Despite being reduced from 4.7% projected for this year, economic growth prospects in 2019 will shift towards domestic demand-led growth rather than the export-led growth seen this year, said Somprawin Manprasert, BAY's research chief economist, during a seminar titled "Krungsri Business Forum 2018: Blue Ocean Shift: New Approaches in Digital Economy."
Public investment is forecast to expand by 9% next year, up from this year's estimate of 7%, and this will help shore up private investment momentum by 4.8% in 2019 from this year's 4.3% projection, said Mr Somprawin.
Government spending for infrastructure investment projects is expected to increase by four times over the next two years as there are numerous projects in the pipeline, he said.
Consumer demand is expected to strengthen on the back of Thailand's economic recovery, resulting in solid consumer spending, said Mr Somprawin.

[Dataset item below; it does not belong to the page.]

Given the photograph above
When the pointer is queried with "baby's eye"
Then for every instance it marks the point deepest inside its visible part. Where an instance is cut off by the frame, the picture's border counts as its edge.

Although the tourism industry is projected to expand by 9% next year, down from this year's estimate of 11%, the number of tourist arrivals should be higher than 40 million, he said.
Unwinding monetary policy is another factor poised to affect the economy as a hike in the policy interest rates of several countries and lower supply of monetary stimulus programmes will induce capital outflows and foreign exchange rate volatility, said Mr Somprawin.
The Bank of Thailand's Monetary Policy Committee is expected to raise the benchmark interest rate by 25 basis points this year, with another quarter-basis-point hike expected in next year's first quarter, he said.
"The fundamentals of the economy are ready to deal with rising interest rates," said Mr Somprawin.
"The rate hike will not have a negative effect on the economy, but rather points towards an economic recovery and growth momentum. In addition, the rate hike will help support medium and long-term stability in the financial sector."
If the policy interest rate remains low, there could be further speculation in some sectors as people partake in search-for-yield behaviour, he said.